Sci Rep ; 8(1): 8939, 2018 06 12.
Artigo em Inglês | MEDLINE | ID: mdl-29895972

RESUMO

Spontaneous brain activity is characterized in part by a balanced asynchronous chaotic state. Cortical recordings show that excitatory (E) and inhibitory (I) drivings in the E-I balanced state are substantially larger than the overall input. We show that such a state arises naturally in fully adapting networks which are deterministic, autonomously active and not subject to stochastic external or internal drivings. Temporary imbalances between excitatory and inhibitory inputs lead to large but short-lived activity bursts that stabilize irregular dynamics. We simulate autonomous networks of rate-encoding neurons for which all synaptic weights are plastic and subject to a Hebbian plasticity rule, the flux rule, that can be derived from the stationarity principle of statistical learning.
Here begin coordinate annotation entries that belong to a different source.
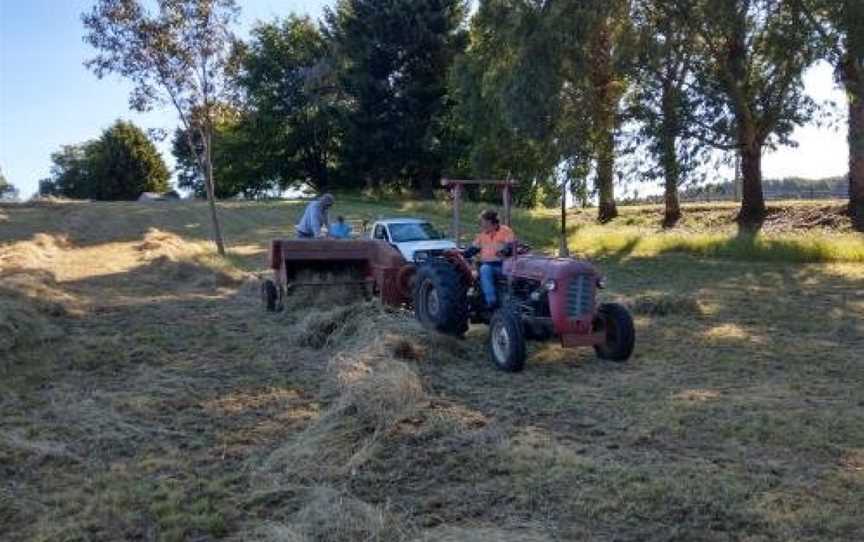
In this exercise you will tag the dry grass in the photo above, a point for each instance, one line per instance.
(146, 395)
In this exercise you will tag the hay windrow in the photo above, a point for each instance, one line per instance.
(332, 516)
(665, 305)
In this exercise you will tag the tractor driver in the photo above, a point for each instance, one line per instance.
(493, 239)
(314, 218)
Moreover, the average firing rate is regulated individually via a standard homeostatic adaption of the bias of each neuron's input-output non-linear function. Additionally, networks with and without short-term plasticity are considered. E-I balance may arise only when the mean excitatory and inhibitory weights are themselves balanced, modulo the overall activity level. We show that synaptic weight balance, which has been considered hitherto as given, naturally arises in autonomous neural networks when the here considered self-limiting Hebbian synaptic plasticity rule is continuously active.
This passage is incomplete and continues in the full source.